Immunization isn’t just for children. Some of those vaccinations you may have had as a child can wear off over time, becoming less effective. You may need additional vaccinations if you’re traveling to a different country or if you’re going to be around young children who may not yet be immunized. In addition, with age, your immune system becomes weaker, and complications from illnesses can be more serious.
For most adults, the Centers for Disease Control and Prevention (CDC) recommends these vaccines:
- Influenza (flu) vaccine: All adults should get a flu shot each year. Although the shot does not provide 100 percent protection, it cuts the risk of getting the flu by 40 – 60 percent.

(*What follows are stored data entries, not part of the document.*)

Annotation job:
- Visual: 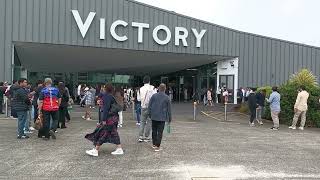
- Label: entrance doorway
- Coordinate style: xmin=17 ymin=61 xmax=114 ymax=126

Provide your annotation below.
xmin=219 ymin=75 xmax=234 ymax=103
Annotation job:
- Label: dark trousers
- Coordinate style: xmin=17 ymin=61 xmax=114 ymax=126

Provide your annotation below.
xmin=58 ymin=107 xmax=67 ymax=128
xmin=33 ymin=104 xmax=38 ymax=122
xmin=152 ymin=120 xmax=166 ymax=147
xmin=38 ymin=111 xmax=58 ymax=138
xmin=0 ymin=100 xmax=3 ymax=113
xmin=65 ymin=110 xmax=70 ymax=121
xmin=249 ymin=107 xmax=256 ymax=123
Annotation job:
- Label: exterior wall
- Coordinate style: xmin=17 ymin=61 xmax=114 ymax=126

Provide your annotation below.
xmin=0 ymin=0 xmax=320 ymax=87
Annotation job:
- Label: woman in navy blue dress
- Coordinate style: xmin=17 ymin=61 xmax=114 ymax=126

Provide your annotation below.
xmin=85 ymin=83 xmax=124 ymax=156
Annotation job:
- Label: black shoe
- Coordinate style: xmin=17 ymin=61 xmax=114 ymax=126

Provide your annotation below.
xmin=49 ymin=130 xmax=56 ymax=139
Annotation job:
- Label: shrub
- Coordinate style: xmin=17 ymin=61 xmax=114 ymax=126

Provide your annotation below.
xmin=257 ymin=86 xmax=272 ymax=96
xmin=279 ymin=69 xmax=320 ymax=127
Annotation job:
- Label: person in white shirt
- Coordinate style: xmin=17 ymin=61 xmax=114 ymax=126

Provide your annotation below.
xmin=138 ymin=76 xmax=155 ymax=142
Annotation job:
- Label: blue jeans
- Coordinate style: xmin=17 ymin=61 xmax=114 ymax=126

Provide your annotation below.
xmin=135 ymin=102 xmax=141 ymax=123
xmin=17 ymin=111 xmax=27 ymax=136
xmin=24 ymin=110 xmax=31 ymax=131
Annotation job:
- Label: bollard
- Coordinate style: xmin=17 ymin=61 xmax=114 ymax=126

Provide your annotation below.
xmin=224 ymin=102 xmax=227 ymax=121
xmin=224 ymin=96 xmax=228 ymax=121
xmin=193 ymin=102 xmax=196 ymax=120
xmin=5 ymin=96 xmax=8 ymax=117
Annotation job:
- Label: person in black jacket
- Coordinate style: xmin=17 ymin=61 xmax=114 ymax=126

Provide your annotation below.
xmin=247 ymin=88 xmax=258 ymax=127
xmin=256 ymin=89 xmax=266 ymax=125
xmin=58 ymin=82 xmax=69 ymax=129
xmin=12 ymin=78 xmax=31 ymax=139
xmin=32 ymin=80 xmax=44 ymax=122
xmin=0 ymin=82 xmax=5 ymax=114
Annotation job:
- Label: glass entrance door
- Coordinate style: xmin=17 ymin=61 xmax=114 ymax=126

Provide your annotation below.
xmin=219 ymin=75 xmax=234 ymax=103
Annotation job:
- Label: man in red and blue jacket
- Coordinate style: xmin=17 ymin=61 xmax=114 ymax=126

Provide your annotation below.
xmin=38 ymin=78 xmax=61 ymax=140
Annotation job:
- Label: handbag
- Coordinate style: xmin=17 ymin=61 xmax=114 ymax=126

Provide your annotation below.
xmin=34 ymin=113 xmax=43 ymax=130
xmin=109 ymin=96 xmax=123 ymax=115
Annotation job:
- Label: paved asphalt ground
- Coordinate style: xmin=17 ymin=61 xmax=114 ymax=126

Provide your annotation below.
xmin=0 ymin=103 xmax=320 ymax=180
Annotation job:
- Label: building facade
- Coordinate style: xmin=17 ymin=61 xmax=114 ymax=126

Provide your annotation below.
xmin=0 ymin=0 xmax=320 ymax=103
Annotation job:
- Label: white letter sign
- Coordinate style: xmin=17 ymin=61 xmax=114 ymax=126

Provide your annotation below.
xmin=110 ymin=20 xmax=128 ymax=42
xmin=175 ymin=27 xmax=189 ymax=47
xmin=192 ymin=29 xmax=207 ymax=48
xmin=153 ymin=25 xmax=171 ymax=45
xmin=71 ymin=10 xmax=96 ymax=38
xmin=132 ymin=22 xmax=150 ymax=43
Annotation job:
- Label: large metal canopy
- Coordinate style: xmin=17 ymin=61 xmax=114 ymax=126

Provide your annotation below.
xmin=14 ymin=42 xmax=232 ymax=76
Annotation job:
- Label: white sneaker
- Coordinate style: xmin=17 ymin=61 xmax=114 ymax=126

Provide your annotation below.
xmin=299 ymin=127 xmax=304 ymax=130
xmin=259 ymin=121 xmax=263 ymax=125
xmin=289 ymin=126 xmax=296 ymax=130
xmin=136 ymin=123 xmax=140 ymax=126
xmin=24 ymin=131 xmax=33 ymax=134
xmin=154 ymin=147 xmax=162 ymax=152
xmin=250 ymin=123 xmax=255 ymax=127
xmin=86 ymin=148 xmax=98 ymax=157
xmin=29 ymin=127 xmax=36 ymax=131
xmin=82 ymin=116 xmax=86 ymax=120
xmin=86 ymin=118 xmax=93 ymax=121
xmin=111 ymin=148 xmax=124 ymax=155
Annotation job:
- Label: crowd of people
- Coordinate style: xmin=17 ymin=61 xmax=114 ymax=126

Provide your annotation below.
xmin=2 ymin=75 xmax=320 ymax=157
xmin=0 ymin=75 xmax=172 ymax=156
xmin=0 ymin=78 xmax=72 ymax=139
xmin=243 ymin=85 xmax=320 ymax=131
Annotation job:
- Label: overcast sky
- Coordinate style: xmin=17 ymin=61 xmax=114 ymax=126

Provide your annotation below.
xmin=135 ymin=0 xmax=320 ymax=47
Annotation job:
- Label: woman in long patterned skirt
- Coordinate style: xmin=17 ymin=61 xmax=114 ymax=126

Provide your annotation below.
xmin=85 ymin=83 xmax=124 ymax=157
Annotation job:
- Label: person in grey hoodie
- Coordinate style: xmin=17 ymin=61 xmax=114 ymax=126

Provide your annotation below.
xmin=148 ymin=83 xmax=172 ymax=152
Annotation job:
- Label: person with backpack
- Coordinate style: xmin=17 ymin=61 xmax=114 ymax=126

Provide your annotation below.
xmin=32 ymin=80 xmax=44 ymax=123
xmin=38 ymin=78 xmax=61 ymax=140
xmin=57 ymin=82 xmax=69 ymax=129
xmin=11 ymin=78 xmax=31 ymax=139
xmin=85 ymin=83 xmax=124 ymax=157
xmin=138 ymin=76 xmax=156 ymax=142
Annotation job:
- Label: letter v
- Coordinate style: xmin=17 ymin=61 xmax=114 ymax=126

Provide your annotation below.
xmin=71 ymin=10 xmax=96 ymax=38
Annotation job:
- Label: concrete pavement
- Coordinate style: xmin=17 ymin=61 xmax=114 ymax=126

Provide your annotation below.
xmin=0 ymin=103 xmax=320 ymax=180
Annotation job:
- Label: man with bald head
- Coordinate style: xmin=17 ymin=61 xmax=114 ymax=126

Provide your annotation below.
xmin=148 ymin=83 xmax=172 ymax=152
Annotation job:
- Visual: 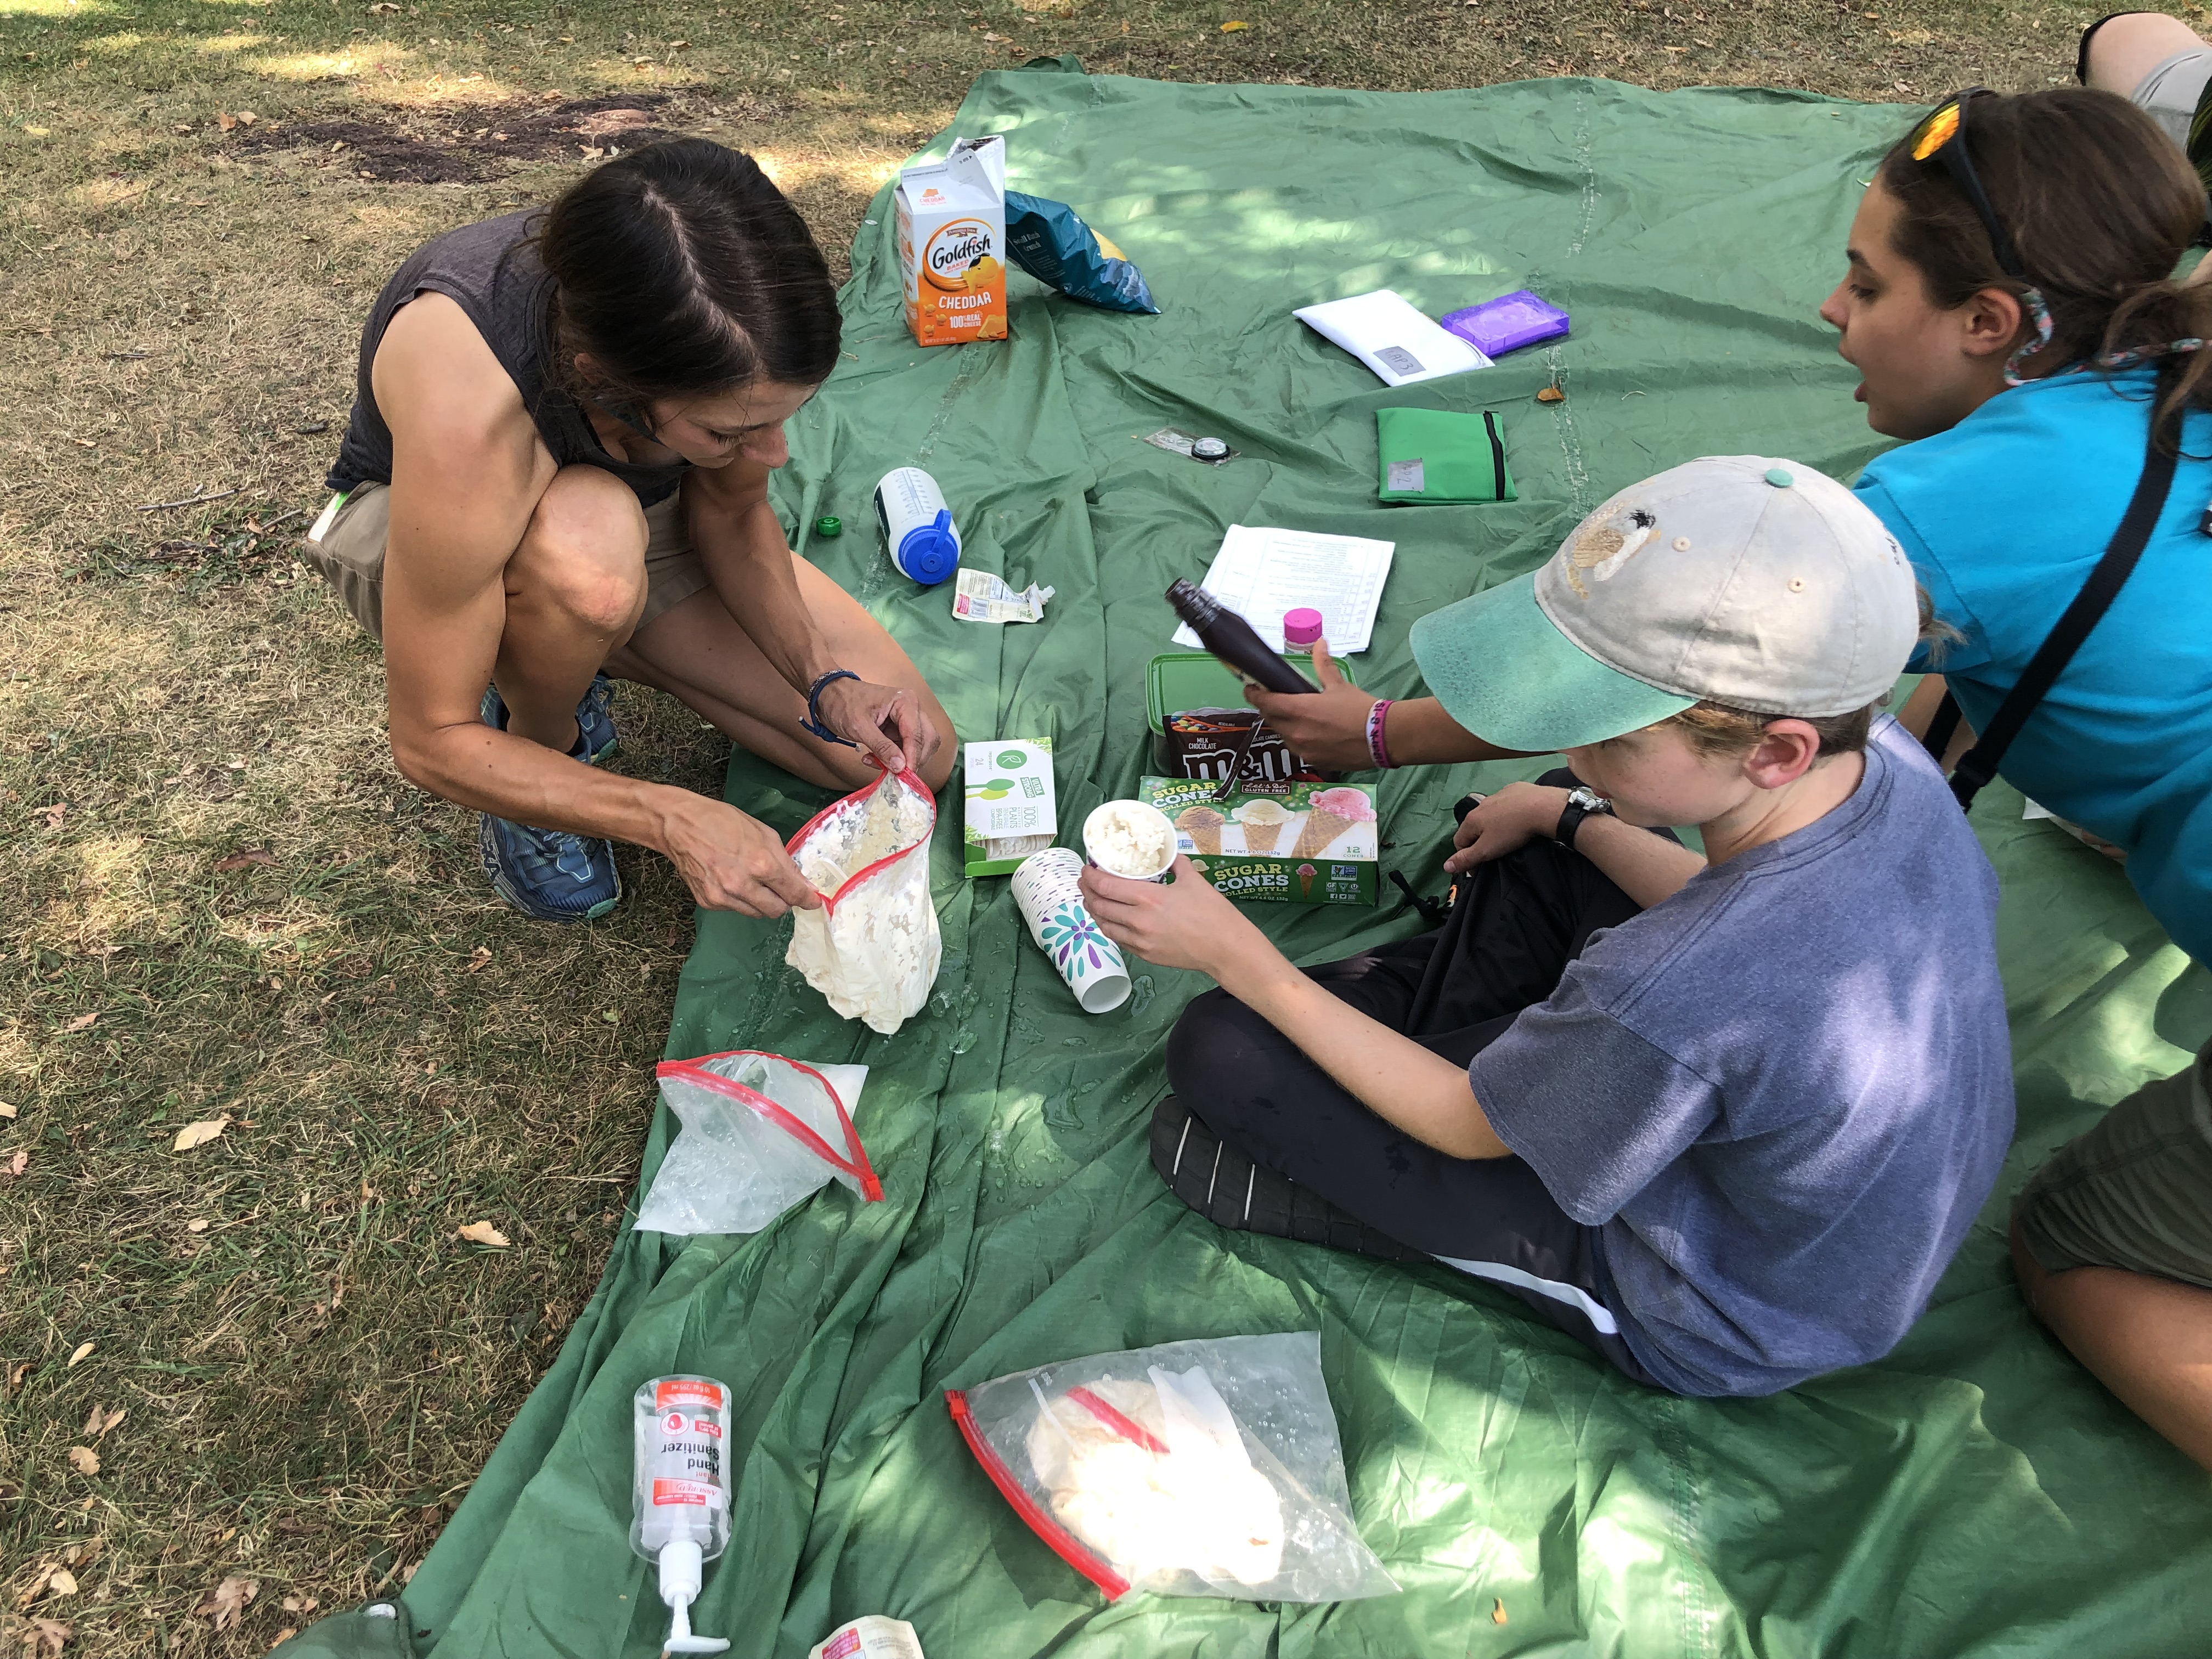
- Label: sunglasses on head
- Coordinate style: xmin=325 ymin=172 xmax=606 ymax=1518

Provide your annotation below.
xmin=1908 ymin=87 xmax=2029 ymax=282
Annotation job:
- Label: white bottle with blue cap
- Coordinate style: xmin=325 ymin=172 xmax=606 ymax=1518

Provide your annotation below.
xmin=874 ymin=467 xmax=963 ymax=587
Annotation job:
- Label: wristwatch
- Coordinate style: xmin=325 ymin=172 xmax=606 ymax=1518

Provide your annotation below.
xmin=1553 ymin=785 xmax=1615 ymax=848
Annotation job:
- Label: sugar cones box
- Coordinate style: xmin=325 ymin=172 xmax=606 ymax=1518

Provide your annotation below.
xmin=896 ymin=134 xmax=1009 ymax=347
xmin=1139 ymin=777 xmax=1379 ymax=905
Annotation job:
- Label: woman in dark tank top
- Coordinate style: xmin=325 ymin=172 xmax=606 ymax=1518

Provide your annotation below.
xmin=305 ymin=139 xmax=951 ymax=926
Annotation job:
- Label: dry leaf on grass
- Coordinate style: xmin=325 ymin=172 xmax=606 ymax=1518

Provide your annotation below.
xmin=17 ymin=1563 xmax=58 ymax=1607
xmin=46 ymin=1569 xmax=78 ymax=1596
xmin=63 ymin=1013 xmax=97 ymax=1032
xmin=5 ymin=1150 xmax=26 ymax=1179
xmin=34 ymin=803 xmax=65 ymax=830
xmin=65 ymin=1447 xmax=98 ymax=1476
xmin=27 ymin=1619 xmax=70 ymax=1655
xmin=213 ymin=847 xmax=276 ymax=872
xmin=0 ymin=1102 xmax=16 ymax=1119
xmin=194 ymin=1575 xmax=257 ymax=1632
xmin=173 ymin=1115 xmax=232 ymax=1152
xmin=81 ymin=1404 xmax=125 ymax=1437
xmin=67 ymin=1342 xmax=94 ymax=1368
xmin=216 ymin=111 xmax=236 ymax=131
xmin=186 ymin=1218 xmax=209 ymax=1233
xmin=1221 ymin=18 xmax=1251 ymax=29
xmin=455 ymin=1220 xmax=510 ymax=1248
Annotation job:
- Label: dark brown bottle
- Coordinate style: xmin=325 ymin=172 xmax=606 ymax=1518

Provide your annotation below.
xmin=1165 ymin=578 xmax=1319 ymax=695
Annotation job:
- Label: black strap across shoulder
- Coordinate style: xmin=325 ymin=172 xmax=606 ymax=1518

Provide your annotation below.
xmin=1944 ymin=362 xmax=2182 ymax=810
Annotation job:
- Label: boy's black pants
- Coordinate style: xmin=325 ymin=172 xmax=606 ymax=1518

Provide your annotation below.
xmin=1163 ymin=782 xmax=1661 ymax=1383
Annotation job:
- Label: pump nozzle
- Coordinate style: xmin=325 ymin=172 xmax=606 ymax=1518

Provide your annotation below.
xmin=655 ymin=1538 xmax=730 ymax=1656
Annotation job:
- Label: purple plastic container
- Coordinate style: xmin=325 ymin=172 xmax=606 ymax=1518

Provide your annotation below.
xmin=1440 ymin=290 xmax=1571 ymax=358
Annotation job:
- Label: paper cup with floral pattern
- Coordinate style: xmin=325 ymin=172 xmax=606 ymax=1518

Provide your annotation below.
xmin=1012 ymin=848 xmax=1132 ymax=1014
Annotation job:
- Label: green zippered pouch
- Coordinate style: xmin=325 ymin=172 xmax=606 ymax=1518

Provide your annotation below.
xmin=1375 ymin=407 xmax=1516 ymax=504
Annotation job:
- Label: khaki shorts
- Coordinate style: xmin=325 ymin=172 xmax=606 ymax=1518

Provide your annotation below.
xmin=2015 ymin=1038 xmax=2212 ymax=1288
xmin=300 ymin=480 xmax=712 ymax=643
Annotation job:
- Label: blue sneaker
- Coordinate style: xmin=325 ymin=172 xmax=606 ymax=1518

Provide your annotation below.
xmin=479 ymin=813 xmax=622 ymax=923
xmin=480 ymin=672 xmax=618 ymax=764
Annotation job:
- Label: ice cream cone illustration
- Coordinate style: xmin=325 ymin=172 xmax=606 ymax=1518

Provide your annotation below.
xmin=1232 ymin=797 xmax=1290 ymax=853
xmin=1176 ymin=804 xmax=1227 ymax=855
xmin=1291 ymin=786 xmax=1378 ymax=860
xmin=1296 ymin=862 xmax=1317 ymax=898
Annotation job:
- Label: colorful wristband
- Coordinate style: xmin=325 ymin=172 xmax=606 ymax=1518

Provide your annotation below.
xmin=1365 ymin=699 xmax=1395 ymax=770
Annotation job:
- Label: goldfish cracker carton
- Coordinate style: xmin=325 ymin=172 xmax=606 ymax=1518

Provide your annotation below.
xmin=895 ymin=134 xmax=1009 ymax=347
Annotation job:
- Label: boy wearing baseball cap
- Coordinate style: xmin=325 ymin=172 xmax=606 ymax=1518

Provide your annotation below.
xmin=1081 ymin=456 xmax=2015 ymax=1397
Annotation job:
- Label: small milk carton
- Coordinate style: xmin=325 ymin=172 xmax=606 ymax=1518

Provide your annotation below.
xmin=964 ymin=737 xmax=1056 ymax=877
xmin=895 ymin=135 xmax=1009 ymax=347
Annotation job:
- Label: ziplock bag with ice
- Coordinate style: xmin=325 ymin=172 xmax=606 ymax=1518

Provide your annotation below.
xmin=786 ymin=768 xmax=941 ymax=1036
xmin=636 ymin=1052 xmax=882 ymax=1235
xmin=946 ymin=1331 xmax=1398 ymax=1603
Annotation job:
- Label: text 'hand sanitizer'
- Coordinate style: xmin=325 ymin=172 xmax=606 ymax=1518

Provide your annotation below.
xmin=633 ymin=1375 xmax=733 ymax=1655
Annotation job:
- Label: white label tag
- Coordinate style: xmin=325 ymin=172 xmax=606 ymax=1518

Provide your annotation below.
xmin=1374 ymin=345 xmax=1424 ymax=376
xmin=1386 ymin=458 xmax=1425 ymax=493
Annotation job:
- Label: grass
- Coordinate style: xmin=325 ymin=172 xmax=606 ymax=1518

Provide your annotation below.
xmin=0 ymin=0 xmax=2145 ymax=1649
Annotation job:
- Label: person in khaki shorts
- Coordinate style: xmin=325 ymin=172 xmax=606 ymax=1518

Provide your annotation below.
xmin=306 ymin=137 xmax=952 ymax=924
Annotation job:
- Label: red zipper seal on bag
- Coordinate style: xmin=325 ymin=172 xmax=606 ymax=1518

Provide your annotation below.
xmin=783 ymin=765 xmax=936 ymax=917
xmin=654 ymin=1051 xmax=884 ymax=1203
xmin=946 ymin=1390 xmax=1132 ymax=1600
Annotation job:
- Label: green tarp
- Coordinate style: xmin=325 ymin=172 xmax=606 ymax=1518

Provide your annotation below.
xmin=315 ymin=64 xmax=2212 ymax=1659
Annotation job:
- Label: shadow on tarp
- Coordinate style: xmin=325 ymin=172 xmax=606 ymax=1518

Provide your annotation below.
xmin=295 ymin=56 xmax=2212 ymax=1659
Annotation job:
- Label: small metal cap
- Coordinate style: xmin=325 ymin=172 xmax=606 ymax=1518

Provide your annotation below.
xmin=1190 ymin=436 xmax=1230 ymax=461
xmin=813 ymin=515 xmax=843 ymax=538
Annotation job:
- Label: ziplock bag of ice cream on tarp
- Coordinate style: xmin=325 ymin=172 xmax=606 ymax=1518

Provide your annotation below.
xmin=786 ymin=768 xmax=941 ymax=1036
xmin=636 ymin=1052 xmax=882 ymax=1236
xmin=946 ymin=1331 xmax=1399 ymax=1603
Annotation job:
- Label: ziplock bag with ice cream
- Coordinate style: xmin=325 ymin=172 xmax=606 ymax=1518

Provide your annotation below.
xmin=945 ymin=1331 xmax=1398 ymax=1604
xmin=636 ymin=1051 xmax=882 ymax=1235
xmin=786 ymin=768 xmax=941 ymax=1035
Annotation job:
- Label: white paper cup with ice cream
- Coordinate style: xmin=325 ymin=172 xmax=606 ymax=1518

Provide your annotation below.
xmin=1012 ymin=847 xmax=1132 ymax=1014
xmin=1081 ymin=800 xmax=1178 ymax=883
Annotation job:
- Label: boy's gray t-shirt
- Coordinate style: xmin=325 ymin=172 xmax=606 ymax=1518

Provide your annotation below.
xmin=1470 ymin=718 xmax=2015 ymax=1396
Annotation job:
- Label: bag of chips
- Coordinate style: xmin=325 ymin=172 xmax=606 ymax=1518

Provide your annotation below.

- Tetanus, diphtheria, pertussis (Tdap or Td): This combination vaccination protects against the bacterial infection that causes lockjaw as well as diphtheria (a respiratory infection) and whooping cough. You only need the Tdap once, but you should have the Td booster dose every 10 years.
- Chickenpox: Chickenpox can be serious, particularly for adults. If you have not had chickenpox, you should get the vaccine.
- Shingles: If you have had chickenpox, the virus can remain dormant for years, reactivating later in life to cause shingles. The CDC recommends the shingles vaccine for adults 50 and older.
- Pneumococcal vaccine: Recommended for adults 65 plus, the pneumococcal vaccine helps prevent the infection that causes pneumonia, meningitis and the bloodstream infection sepsis. The vaccine also is recommended for adults under 65 who smoke or have asthma, diabetes or other immune problems.
- MMR (Measles, Mumps, Rubella): For adults born in 1957 or later, the CDC recommends the MMR if you have not yet received it.
- HPV: Young adults, especially women aged 19 to 26 and men aged 19 to 21 should get the vaccine to guard against the human papillomavirus.
Are you up-to-date on your immunizations? Talk with your doctor to find out if you need any additional vaccines and make an appointment for fall to get your annual flu shot.